Difference-Aware Retrieval Policies for Imitation Learning
Source: arXiv:2606.09758 · Published 2026-06-08 · By Quinn Pfeifer, Ethan Pronovost, Paarth Shah, Khimya Khetarpal, Siddhartha Srinivasa, Abhishek Gupta
TL;DR
This paper addresses a fundamental limitation of behavior cloning (BC) in imitation learning: poor generalization and instability when encountering out-of-distribution (OOD) states due to compounding errors during deployment. The authors propose Difference-Aware Retrieval Policies (DARP), a semi-parametric method that combines local neighborhood structure with parametric action prediction to reduce prediction variance and improve robustness.

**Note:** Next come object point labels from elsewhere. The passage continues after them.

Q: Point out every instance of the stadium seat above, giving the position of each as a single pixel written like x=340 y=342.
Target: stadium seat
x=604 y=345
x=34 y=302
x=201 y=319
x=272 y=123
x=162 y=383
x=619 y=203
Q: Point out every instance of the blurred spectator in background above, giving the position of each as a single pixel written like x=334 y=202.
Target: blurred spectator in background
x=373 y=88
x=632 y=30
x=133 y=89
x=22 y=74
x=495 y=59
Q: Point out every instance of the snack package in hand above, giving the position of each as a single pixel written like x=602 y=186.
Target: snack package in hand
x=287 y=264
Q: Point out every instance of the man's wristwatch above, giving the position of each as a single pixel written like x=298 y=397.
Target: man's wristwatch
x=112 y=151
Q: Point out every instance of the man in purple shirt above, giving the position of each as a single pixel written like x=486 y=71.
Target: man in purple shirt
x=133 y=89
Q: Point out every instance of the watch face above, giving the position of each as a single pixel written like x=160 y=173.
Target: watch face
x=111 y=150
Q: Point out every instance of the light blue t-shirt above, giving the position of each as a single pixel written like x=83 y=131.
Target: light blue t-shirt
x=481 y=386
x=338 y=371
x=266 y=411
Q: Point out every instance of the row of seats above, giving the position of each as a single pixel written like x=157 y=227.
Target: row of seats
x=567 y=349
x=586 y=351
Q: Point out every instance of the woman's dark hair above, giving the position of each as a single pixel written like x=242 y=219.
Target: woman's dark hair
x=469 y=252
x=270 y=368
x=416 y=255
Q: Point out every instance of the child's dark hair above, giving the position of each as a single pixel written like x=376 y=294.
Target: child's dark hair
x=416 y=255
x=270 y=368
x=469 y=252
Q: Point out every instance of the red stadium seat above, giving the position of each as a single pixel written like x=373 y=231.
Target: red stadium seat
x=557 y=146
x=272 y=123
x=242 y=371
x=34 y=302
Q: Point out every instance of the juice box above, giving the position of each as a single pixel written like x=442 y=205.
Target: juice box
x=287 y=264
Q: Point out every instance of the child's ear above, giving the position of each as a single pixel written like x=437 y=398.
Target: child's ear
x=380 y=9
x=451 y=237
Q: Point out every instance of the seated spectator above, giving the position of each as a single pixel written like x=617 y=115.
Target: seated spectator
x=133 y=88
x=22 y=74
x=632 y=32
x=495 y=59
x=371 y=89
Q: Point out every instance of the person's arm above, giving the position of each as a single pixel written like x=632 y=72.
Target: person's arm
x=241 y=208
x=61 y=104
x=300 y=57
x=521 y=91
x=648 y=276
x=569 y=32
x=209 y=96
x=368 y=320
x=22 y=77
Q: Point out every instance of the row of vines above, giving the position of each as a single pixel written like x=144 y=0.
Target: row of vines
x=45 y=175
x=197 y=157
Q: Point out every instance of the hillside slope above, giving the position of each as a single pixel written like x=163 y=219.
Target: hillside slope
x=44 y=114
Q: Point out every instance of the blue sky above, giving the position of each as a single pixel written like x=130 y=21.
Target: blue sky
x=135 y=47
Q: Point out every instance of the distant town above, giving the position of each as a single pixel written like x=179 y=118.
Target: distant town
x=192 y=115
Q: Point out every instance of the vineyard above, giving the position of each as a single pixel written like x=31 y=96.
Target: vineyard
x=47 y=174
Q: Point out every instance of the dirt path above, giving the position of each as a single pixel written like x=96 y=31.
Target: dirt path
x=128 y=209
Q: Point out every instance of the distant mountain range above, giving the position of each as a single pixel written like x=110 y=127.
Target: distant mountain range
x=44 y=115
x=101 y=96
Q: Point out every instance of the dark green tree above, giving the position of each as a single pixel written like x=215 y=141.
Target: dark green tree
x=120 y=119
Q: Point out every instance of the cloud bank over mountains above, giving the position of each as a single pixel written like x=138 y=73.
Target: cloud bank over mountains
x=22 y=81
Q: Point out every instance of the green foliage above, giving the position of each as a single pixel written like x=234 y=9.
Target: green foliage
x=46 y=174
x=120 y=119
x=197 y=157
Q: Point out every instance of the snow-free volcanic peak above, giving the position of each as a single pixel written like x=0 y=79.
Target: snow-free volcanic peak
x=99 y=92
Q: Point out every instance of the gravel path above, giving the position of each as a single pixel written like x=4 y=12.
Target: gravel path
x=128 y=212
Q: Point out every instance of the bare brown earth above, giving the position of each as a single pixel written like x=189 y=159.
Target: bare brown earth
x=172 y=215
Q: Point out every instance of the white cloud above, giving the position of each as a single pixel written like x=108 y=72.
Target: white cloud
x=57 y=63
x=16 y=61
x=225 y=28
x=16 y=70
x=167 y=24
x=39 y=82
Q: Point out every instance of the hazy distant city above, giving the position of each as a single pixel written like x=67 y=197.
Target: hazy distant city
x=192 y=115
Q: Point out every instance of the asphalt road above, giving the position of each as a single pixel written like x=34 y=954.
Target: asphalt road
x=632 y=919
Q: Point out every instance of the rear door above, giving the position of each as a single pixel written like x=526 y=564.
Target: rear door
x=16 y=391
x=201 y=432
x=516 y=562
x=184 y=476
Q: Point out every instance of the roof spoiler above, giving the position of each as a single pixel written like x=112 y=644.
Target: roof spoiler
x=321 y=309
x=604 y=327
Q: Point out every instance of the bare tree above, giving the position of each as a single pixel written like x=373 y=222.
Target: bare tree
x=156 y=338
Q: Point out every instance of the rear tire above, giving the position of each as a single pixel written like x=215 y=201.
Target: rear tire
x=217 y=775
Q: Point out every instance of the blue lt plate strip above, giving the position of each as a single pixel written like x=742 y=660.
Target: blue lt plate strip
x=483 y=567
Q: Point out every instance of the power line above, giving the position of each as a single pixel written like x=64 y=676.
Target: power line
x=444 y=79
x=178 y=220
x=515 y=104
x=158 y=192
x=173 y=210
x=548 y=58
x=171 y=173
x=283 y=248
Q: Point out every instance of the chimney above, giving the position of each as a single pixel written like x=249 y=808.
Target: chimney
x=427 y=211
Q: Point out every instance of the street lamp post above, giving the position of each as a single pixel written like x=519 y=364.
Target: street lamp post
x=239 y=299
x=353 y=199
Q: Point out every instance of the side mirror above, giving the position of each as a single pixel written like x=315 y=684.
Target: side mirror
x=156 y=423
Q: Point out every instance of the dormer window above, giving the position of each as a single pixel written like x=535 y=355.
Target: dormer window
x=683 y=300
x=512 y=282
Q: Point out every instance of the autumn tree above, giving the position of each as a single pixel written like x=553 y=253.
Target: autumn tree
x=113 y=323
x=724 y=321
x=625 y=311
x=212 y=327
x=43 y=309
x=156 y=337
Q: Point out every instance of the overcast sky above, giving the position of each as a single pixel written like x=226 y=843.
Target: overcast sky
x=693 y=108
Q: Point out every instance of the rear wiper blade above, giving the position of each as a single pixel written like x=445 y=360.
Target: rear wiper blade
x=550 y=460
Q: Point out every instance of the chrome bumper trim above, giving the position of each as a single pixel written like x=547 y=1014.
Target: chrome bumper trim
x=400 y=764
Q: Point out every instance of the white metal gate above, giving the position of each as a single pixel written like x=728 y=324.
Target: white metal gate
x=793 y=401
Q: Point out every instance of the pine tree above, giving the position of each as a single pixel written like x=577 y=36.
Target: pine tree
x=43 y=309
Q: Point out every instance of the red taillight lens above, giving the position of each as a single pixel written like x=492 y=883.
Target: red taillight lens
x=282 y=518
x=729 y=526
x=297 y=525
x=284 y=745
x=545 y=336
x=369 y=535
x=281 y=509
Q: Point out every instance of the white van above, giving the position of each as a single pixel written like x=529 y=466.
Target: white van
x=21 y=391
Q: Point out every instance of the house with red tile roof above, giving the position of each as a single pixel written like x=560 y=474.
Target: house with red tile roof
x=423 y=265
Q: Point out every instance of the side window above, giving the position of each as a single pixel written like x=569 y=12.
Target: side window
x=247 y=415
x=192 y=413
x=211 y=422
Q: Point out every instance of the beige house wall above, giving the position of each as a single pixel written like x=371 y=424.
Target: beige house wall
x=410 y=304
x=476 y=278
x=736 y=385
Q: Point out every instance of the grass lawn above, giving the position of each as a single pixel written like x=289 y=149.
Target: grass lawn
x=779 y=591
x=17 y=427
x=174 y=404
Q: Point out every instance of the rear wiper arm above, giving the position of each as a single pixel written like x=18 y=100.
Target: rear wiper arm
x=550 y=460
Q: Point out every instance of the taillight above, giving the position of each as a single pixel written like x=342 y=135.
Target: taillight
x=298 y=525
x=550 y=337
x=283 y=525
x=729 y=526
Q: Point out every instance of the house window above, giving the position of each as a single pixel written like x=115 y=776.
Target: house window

Instead of predicting actions solely from a global parametric policy, DARP retrieves k-nearest neighbor expert states and actions at inference time and predicts the query action conditioned on neighbor states, neighbor actions, and the relative difference vectors between the neighbors and the query. Predictions from each neighbor are then aggregated in a permutation-invariant way. This architecture implicitly implements a Laplacian smoothing effect on the policy over the expert data manifold, encouraging stability without requiring explicit regularization or tuning. The method remains purely in the behavior cloning setting and does not require additional data or online expert feedback.
Empirical evaluation across diverse continuous control and robotic manipulation tasks, including those with high-dimensional visual features, shows DARP outperforms standard BC by 15–46% in success rates and task scores. Ablations highlight the importance of using difference vectors and permutation-invariance in the aggregator. The approach generalizes easily to multimodal action distributions using expressive aggregation models. Overall, DARP presents a conceptually elegant and practically effective way to reduce the brittleness of imitation learning purely via architectural changes combined with nearest-neighbor retrieval at inference.
Key findings
- DARP improves performance by 15-46% over standard behavior cloning across multiple domains, including locomotion (MuJoCo) and manipulation (Robosuite, RoboCasa) with low-dimensional and visual features.
- In MuJoCo locomotion tasks, DARP achieves mean rewards of 3545 (Hopper), 4383 (Ant), 4894 (Walker), and 5515 (HalfCheetah) compared to BC scores of 2313, 2376, 2658, and 1063 respectively (Table 1).
- In robotic manipulation with low-dimensional states, DARP doubles success rates in some tasks—e.g., DrawerClose task success improves from 54% (BC) to 85% (DARP) (Table 2).
- For vision-based Robosuite tasks using R3M image embeddings, DARP achieves ∼35% absolute improvement in success rate over BC (Table 3).
- Ablations show that incorporating state difference vectors (s_i - s_q) and using permutation-invariant aggregation functions are crucial for DARP’s performance, while neighbor actions contribute moderately (Fig. 6).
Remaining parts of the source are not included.